I am in some sort of flux. Not sure when it started but I feel so odd about it.
For the past few weeks, months maybe, I have been yearning for the days of my youth. OK, youth is not the right word... I am still young.... at nearly 29 I can hardly be considered old...LOL. What I mean to say is, I've been missing my teen years, my high school years, terribly. Why? I have no idea.
My life as a mom, a stay at home mom at that, is wonderful! More wonderful even, than I could have ever imagined. And this life is far more rewarding than the life I had as a high schooler and far more befitting, I might add. So why the recent (constant) nostalgia then? It might have something to do with Boobie's swim practices. I am constantly surrounded by teenagers and what seems to me like young love... inevitably so when you thrust teenagers together especially when they spend 3 hours a day in swim wear, bodies exposed.
I am NOT yearning to be a teenager in love. I am yearning for something else.... but not sure if I can fully put it into words. I am totally in love with hubby.

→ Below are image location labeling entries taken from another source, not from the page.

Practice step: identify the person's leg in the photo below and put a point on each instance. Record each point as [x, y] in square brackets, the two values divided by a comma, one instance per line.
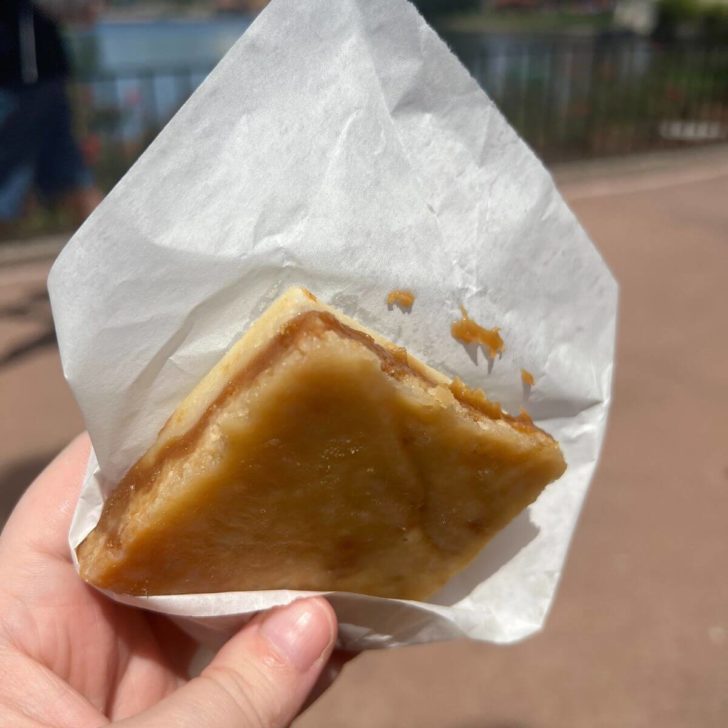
[62, 176]
[21, 117]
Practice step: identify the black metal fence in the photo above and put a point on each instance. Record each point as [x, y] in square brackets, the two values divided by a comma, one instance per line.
[598, 98]
[568, 100]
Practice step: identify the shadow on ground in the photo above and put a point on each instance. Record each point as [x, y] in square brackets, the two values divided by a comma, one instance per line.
[16, 477]
[35, 306]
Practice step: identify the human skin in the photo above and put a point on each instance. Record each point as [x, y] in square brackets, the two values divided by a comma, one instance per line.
[71, 658]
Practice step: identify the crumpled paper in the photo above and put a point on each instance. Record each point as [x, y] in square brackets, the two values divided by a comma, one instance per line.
[342, 147]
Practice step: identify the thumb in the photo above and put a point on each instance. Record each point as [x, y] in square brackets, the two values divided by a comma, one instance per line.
[259, 679]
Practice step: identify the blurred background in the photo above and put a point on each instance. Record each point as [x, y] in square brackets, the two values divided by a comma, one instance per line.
[626, 101]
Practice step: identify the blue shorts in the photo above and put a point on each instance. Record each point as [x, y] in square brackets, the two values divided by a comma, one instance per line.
[37, 148]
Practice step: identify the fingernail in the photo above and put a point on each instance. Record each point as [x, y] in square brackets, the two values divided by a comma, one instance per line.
[300, 632]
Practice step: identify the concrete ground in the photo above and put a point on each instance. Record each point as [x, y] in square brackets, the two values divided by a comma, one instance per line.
[639, 632]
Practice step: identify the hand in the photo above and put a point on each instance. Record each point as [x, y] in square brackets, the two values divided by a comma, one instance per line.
[71, 658]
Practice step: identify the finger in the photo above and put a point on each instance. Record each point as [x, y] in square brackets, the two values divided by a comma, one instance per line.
[259, 679]
[43, 515]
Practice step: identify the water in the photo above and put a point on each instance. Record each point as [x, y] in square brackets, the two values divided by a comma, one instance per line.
[121, 47]
[137, 74]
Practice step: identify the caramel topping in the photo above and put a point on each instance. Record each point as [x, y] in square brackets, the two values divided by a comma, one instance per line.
[403, 299]
[468, 332]
[524, 418]
[477, 399]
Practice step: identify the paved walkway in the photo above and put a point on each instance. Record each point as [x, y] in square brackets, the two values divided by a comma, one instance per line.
[639, 633]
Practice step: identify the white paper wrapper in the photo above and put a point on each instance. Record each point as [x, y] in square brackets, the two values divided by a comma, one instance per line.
[344, 148]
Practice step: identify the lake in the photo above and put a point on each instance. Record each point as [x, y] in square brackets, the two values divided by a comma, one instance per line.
[120, 47]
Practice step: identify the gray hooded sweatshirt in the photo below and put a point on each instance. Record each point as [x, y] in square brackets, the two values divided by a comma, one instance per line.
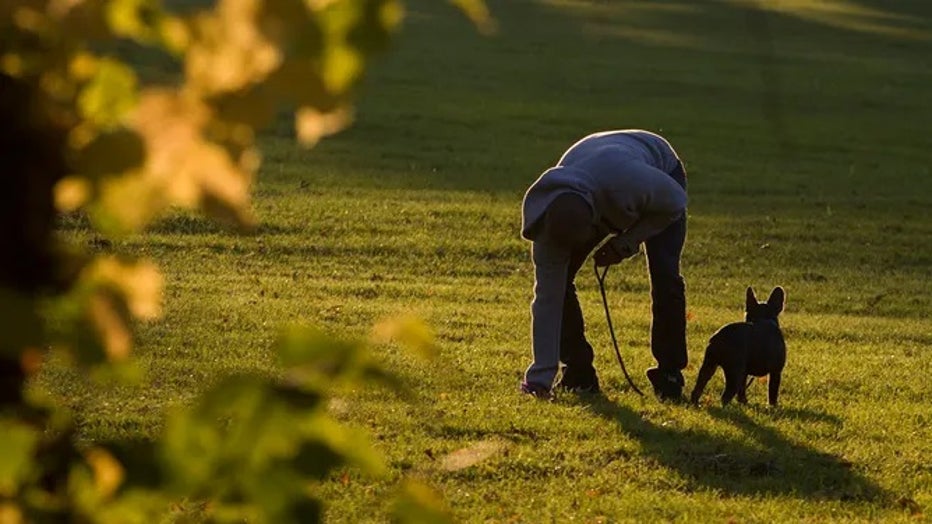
[623, 176]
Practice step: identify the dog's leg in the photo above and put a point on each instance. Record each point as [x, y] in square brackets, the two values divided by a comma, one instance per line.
[705, 373]
[743, 389]
[733, 377]
[774, 387]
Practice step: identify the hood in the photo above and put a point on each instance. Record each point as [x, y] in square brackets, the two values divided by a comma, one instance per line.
[552, 183]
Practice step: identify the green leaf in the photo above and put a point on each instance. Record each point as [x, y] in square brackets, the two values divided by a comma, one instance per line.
[316, 460]
[418, 504]
[18, 442]
[109, 95]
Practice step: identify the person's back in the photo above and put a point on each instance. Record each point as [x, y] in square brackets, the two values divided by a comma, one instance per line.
[635, 144]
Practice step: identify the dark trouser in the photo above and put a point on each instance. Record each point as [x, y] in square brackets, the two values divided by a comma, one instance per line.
[668, 304]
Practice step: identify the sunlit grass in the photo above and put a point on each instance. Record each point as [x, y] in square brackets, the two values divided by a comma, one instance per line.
[808, 162]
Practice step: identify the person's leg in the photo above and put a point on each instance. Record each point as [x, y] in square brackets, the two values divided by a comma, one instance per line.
[575, 351]
[668, 299]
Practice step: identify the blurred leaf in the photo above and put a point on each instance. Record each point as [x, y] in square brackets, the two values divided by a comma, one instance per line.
[139, 284]
[109, 95]
[228, 51]
[10, 513]
[312, 125]
[110, 324]
[316, 460]
[95, 316]
[418, 504]
[182, 167]
[471, 455]
[310, 349]
[351, 31]
[18, 442]
[251, 108]
[409, 331]
[110, 153]
[108, 472]
[136, 19]
[355, 448]
[299, 81]
[20, 322]
[478, 12]
[71, 193]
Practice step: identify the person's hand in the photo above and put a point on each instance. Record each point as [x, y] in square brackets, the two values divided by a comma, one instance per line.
[613, 252]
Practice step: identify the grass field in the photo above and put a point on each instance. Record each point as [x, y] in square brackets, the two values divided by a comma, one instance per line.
[805, 132]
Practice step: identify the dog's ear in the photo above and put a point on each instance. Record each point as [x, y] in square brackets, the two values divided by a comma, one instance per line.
[776, 300]
[750, 300]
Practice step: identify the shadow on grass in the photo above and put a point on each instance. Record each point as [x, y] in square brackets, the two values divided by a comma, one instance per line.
[761, 462]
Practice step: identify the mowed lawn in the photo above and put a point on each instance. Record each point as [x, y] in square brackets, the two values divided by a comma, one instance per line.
[805, 130]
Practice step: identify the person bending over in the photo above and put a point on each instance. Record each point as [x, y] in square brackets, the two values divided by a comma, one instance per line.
[630, 186]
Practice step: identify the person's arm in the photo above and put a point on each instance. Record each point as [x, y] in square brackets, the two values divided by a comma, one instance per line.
[660, 202]
[664, 203]
[550, 273]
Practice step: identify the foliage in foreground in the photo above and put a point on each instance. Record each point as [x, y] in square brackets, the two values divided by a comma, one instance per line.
[83, 131]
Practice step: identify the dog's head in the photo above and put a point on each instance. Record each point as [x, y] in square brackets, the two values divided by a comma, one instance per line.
[769, 310]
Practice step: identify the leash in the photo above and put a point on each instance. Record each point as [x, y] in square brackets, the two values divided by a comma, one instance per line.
[608, 317]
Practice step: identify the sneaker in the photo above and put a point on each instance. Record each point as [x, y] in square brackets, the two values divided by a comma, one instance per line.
[668, 385]
[536, 391]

And the past few days I have been, lets say, a bit frisky with him. But what I think I am missing is the old me.... the one who could wow a crowd. Walk into a room and get stares of admiration. The one who always felt sexy and looked great. The one with a rocking body and a to die for outfit. I am missing the old me. And I need the old me to feel young and fun and hip and dangerously sexy again. That is what I most remember about my teen years. And so that is what the yearning is for.
But I also find myself wondering about the young men. If I were their age, would they find me attractive, the old me I mean? I never had a problem attracting the opposite sex. I still don't. And every woman (if you have a damn pulse) wonders that question as I am sure some men do as well; Am I still attractive to the opposite sex, besides my partner? Could you still turn men's heads and leave their hearts racing with just one look? I think I could, if I could just have me back. I am not looking for lusting men to pursue me (eww... I get that occasionally). I am just looking for reassurance.
I look at hubby and I know just how another woman would see him... how another woman would want him. He is attractive, has a nice body and has the most gorgeous black hair you've ever laid eyes on. Plus too, he has a killer sense of humor. I know if he were single, scores of young females would be falling at his feet (he doubts this).
I just want to know that men would do the same. Ever heard the word MILF? Well, yes, ladies it's a new title many moms would love to have. And I wonder if that title could be bestowed upon me (I am sorry to admit that although the title itself is degrading, the thought is fairly nice).
So I feel in a funk sometimes, but each time I get that craving, it makes me want to work that much harder to attain a semblance of my old self again. The flirtatious, bodacious, bootylicious babe men sought after but who was unattainable because, of course, my heart belongs to another and always will. It's just nice to know you are still a hot ticket and that men's veins still pulse, their pulse still race, their hearts still flutter at the mere presence of you in a room or a slight glance in their direction. The beautiful MILF.